Gorgo – Steve Ditko’s Truly Fantastic Giant
Ditko Monsters – Gorgo!, stories drawn by Steve Ditko, written by Joe Gill, designed and edited by Craig Yoe. YoeBooks!/IDW Publishing. 224 pages, $34.99 retail hardcover.
I realize I’m jeopardizing my Geekcred here, but when I was a kid I never was much of a monster movie fan. After I got past James Whale and Ishirô Honda, it was pretty much “if you’ve seen one slimy green tail, you’ve seen them all.” Of course, this was prior to the proliferation of porno.
My pathetically mature attitude kept me away from Marvel’s monster comics prior to Fantastic Four #1 (the first one). That changed with Fin Fang Foom and Strange Tales Annual #1, and it changed with Steve Ditko’s Amazing Adult Fantasy. (Memo to self: define “adult.”) It became impossible to pass up any Jack Kirby or Steve Ditko effort, be it superhero or monster. Hell, I even bought Ditko’s Hogan’s Heroes adaptations.

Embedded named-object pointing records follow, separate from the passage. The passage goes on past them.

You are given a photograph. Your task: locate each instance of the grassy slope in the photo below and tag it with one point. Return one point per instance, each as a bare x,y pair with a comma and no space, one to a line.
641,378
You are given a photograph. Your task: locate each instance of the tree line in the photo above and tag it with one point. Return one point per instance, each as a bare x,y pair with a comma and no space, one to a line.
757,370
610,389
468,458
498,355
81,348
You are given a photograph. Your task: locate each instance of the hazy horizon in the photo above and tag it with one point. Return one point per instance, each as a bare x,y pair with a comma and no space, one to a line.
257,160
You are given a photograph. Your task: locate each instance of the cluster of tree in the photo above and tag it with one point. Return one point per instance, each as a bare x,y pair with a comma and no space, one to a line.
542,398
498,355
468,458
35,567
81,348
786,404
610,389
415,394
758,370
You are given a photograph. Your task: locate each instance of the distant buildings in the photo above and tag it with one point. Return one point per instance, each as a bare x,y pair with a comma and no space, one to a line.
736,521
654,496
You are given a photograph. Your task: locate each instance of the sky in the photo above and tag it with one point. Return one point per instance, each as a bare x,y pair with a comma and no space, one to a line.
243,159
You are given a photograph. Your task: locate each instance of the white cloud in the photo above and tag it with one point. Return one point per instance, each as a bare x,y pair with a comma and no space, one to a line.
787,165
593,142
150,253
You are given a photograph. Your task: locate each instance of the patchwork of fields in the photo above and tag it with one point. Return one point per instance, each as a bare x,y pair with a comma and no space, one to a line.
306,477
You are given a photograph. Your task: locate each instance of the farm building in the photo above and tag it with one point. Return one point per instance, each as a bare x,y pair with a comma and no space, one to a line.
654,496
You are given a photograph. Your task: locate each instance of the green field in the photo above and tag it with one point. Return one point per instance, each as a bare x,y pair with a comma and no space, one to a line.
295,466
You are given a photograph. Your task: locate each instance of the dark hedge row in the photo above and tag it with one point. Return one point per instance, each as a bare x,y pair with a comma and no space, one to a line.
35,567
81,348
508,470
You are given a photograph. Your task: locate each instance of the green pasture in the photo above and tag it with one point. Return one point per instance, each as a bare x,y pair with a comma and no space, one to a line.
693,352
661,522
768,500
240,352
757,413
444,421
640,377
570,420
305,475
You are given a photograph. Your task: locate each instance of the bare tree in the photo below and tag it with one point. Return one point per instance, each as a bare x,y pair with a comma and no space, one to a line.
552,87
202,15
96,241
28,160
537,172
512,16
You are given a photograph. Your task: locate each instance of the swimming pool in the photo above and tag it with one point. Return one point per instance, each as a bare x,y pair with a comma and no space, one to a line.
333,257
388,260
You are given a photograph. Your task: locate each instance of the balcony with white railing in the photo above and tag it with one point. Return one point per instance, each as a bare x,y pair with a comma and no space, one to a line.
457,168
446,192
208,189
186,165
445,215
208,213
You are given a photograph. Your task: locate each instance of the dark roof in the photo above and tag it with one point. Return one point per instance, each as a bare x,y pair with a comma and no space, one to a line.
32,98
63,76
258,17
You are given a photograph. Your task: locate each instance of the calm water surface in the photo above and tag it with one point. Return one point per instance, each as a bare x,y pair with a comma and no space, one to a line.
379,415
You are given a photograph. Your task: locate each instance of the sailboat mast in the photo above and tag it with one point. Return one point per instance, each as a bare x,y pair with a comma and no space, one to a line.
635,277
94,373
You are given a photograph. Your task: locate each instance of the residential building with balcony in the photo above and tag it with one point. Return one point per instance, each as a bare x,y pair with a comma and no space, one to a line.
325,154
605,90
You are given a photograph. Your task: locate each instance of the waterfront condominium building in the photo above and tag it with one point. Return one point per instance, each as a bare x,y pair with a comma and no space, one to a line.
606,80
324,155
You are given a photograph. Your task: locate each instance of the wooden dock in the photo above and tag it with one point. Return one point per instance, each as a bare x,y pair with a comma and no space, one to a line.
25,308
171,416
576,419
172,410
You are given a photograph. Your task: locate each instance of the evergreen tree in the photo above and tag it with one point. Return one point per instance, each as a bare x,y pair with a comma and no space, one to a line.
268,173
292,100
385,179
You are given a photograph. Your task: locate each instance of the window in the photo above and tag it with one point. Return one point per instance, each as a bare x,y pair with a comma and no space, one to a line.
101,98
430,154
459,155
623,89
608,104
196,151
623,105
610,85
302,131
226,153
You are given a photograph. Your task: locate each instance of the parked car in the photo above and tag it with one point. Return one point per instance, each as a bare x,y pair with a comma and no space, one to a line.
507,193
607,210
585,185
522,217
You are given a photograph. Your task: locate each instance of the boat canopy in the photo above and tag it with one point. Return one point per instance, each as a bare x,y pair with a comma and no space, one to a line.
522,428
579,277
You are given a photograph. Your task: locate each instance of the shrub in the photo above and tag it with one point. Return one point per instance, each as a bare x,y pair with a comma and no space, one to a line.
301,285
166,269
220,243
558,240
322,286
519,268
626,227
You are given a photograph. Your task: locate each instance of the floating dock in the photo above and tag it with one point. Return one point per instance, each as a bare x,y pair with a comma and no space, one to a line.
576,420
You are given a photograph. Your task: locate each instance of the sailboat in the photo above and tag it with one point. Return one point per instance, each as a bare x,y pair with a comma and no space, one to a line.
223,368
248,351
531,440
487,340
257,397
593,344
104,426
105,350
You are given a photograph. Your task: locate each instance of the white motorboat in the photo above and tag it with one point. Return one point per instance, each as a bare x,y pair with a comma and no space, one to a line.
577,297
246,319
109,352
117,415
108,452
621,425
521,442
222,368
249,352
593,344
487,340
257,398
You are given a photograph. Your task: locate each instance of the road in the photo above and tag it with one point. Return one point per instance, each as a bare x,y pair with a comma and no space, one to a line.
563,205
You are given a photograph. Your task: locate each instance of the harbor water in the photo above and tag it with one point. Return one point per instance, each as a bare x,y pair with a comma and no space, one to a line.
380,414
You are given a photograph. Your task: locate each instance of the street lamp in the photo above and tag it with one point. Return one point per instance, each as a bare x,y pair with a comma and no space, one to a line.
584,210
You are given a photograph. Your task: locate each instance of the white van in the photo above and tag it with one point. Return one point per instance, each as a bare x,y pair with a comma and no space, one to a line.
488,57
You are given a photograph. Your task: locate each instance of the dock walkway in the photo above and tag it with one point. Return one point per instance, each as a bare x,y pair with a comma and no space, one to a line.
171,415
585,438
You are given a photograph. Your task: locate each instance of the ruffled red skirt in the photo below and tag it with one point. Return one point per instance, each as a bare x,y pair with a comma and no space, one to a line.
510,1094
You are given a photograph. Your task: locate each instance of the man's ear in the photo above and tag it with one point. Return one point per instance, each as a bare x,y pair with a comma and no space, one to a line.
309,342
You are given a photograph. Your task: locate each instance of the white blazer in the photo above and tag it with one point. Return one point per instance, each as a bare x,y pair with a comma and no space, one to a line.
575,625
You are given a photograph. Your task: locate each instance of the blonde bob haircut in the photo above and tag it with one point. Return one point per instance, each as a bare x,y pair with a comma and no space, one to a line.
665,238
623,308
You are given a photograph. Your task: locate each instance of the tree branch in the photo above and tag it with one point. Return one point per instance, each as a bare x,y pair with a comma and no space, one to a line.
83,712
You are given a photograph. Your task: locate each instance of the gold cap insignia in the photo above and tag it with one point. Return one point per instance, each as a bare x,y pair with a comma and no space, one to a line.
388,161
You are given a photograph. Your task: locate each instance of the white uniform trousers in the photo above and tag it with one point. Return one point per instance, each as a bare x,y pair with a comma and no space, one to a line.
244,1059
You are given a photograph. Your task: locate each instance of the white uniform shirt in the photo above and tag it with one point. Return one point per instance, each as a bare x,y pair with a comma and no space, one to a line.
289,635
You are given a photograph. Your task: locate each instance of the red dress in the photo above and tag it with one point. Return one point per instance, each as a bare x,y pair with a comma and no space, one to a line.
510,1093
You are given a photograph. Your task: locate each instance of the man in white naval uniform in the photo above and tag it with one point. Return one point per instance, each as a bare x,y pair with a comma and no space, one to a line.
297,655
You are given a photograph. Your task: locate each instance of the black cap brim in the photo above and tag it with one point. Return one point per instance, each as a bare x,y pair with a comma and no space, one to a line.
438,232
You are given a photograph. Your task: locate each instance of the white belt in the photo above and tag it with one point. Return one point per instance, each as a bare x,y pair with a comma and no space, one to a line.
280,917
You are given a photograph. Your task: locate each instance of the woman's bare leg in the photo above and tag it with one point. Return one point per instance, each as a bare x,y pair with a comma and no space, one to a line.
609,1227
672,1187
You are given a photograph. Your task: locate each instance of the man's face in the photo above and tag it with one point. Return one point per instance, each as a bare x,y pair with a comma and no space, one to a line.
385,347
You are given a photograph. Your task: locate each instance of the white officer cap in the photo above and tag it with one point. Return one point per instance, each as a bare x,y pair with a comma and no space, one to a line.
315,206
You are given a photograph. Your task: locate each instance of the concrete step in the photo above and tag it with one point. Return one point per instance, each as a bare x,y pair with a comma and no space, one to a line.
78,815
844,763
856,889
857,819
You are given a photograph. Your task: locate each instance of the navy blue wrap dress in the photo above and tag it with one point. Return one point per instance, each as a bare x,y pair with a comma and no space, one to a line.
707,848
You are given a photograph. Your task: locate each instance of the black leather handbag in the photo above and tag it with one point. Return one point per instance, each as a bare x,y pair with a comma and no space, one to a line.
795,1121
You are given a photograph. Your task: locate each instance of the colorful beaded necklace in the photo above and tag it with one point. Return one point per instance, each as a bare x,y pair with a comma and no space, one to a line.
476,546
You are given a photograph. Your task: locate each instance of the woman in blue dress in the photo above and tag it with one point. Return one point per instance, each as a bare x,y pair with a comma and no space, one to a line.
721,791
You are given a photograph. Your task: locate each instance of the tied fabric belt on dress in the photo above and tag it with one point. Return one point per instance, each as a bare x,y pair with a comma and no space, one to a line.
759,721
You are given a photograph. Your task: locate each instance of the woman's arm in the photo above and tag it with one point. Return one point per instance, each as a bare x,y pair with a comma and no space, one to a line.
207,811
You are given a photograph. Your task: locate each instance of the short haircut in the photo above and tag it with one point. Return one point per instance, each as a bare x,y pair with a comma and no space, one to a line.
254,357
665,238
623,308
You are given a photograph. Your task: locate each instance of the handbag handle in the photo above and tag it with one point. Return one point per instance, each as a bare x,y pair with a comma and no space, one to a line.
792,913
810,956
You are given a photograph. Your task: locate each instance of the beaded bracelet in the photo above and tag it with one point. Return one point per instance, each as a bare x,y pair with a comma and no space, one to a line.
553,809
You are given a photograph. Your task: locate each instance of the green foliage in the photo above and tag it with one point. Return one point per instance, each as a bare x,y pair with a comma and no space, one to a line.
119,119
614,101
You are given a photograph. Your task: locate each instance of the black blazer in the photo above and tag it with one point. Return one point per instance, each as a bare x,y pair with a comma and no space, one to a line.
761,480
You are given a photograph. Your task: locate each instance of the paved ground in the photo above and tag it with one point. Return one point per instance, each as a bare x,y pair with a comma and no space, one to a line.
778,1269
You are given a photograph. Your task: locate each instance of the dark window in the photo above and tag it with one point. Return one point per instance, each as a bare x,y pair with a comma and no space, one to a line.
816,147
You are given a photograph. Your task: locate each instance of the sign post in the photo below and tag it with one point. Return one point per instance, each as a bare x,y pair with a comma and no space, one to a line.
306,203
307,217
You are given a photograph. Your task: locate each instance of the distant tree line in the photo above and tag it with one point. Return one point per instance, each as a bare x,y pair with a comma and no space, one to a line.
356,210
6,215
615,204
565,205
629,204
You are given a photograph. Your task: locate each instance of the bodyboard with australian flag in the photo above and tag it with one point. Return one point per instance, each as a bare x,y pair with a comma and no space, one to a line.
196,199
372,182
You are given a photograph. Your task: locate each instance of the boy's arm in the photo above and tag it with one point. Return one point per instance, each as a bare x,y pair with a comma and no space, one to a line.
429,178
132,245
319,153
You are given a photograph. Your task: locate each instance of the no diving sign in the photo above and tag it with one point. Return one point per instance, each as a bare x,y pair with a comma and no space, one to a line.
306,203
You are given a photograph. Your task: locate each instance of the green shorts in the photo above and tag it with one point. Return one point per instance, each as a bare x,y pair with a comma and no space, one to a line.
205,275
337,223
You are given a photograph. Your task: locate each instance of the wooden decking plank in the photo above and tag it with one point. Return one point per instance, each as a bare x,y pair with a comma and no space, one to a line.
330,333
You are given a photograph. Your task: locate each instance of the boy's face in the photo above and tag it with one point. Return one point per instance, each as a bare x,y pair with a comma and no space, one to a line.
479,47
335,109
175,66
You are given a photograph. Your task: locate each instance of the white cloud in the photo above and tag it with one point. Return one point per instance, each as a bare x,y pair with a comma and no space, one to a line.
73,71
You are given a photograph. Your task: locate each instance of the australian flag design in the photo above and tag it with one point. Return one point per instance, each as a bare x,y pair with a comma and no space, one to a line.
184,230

So, like many Baby Boomer Doctor Strange fans, I first encountered Gorgo in the 1966 Charlton reprint Fantastic Giants. The giant lizard shared the cover with a big ol’ ape named Konga, a bizarre caricature of the artist, and the legend “A Steve Ditko Special! 64 pages!”
I’ve waited almost fifty years for Fantastic Giants #2, and thanks to my pal Craig Yoe, it finally arrived in the form of a 224 hardcover, Ditko Monsters – Gorgo! He reprints a ton of Ditko Gorgo stories shot from the source material but painstakingly restored and fronted by a wonderful and highly informative introduction by the editor.
These stories are fantastic fun, which is exactly what they should be. Mystery Science Theater 3000 could riff the Gorgo movies, and they did, but these comics stories co-star such notables as John F. Kennedy, Fidel Castro and Nikita Khrushchev. Communism be damned; evidently, Castro and Khrushchev had licensing agents.
If I have one complaint, and it’s a minor one, the book could have used a table of contents and an index. Bitch, bitch, bitch.
So, you might ask, what happened to Konga? Where’s Ditko Monsters – Konga!? That would be next month. One good turn deserves another.
MIke,
Ditko gets a percentage of these publications right? I certainly hope so. I don’t have any info about his economic status but he still maintains his midtown Manhattan office which cannot be bargain-priced.
My wife and I were in Manhattan last month to see Scarlett Johansson in “Cat on a Hot Tin Roof” and Emelia Clarke in “Breakfast at Tiffany’s”. (But the best thing we saw was “Old Jews Telling Jokes”).
Anyway, I found the building where he has his office. I won’t reveal how I knew where to look. It’s impressive yet nondescript. I took a picture of his door and posted this on my Facebook page:
In an unassuming office building in midtown near Times Square, Steve Ditko has an office. Ditko was the original artist and co-creator of Spider-Man. He takes no money for the movies, although his name is in the credits. He hasn’t drawn Spider-Man since 1966 yet his influence on the character is pervasive. He does not go to conventions. He does not sell his art. He does not grant interviews and he does not want to meet fans. He in in his 80s yet still maintains an office and regular working schedule. His name is on the building’s directory as Stephen Ditko: 715. I stood outside in the hall and took this photo. I was not intrusive or presumptuous enough to knock even though he is hiding in plain site.
Stephen Bissette has pursued this at his myrant blog, and states firmly that Ditko did not see a penny from the book. You’d think Yoe and/or IDW would at least throw in a freebie half-page advert directing readers to Ditko’s current comix via Snyder.
Yoe and Goldstein may be “honorable” people, but they are not very virtuous in the traditional sense. Whether Ditko wants any compensation or not is beside the point. Others are making money off of his work, others who had nothing to do with the contracts Ditko had with Charlton way back.
My understanding of the reason Ditko left Marvel, and of course this is from various articles that I’ve read, not first hand knowledge, is that he was upset about not receiving royalties from the almost-animated cartoons that appeared on Saturday mornings in the mid-sixties. If royalties were “part of the deal” he certainly would have received them so I presume they weren’t and he thought he deserved them nonetheless. Maybe his views have become more strident in the interim and he no longer believes that.
These stories are not in the public domain so Yoe and Goldstein must be paying someone for the reprint rights.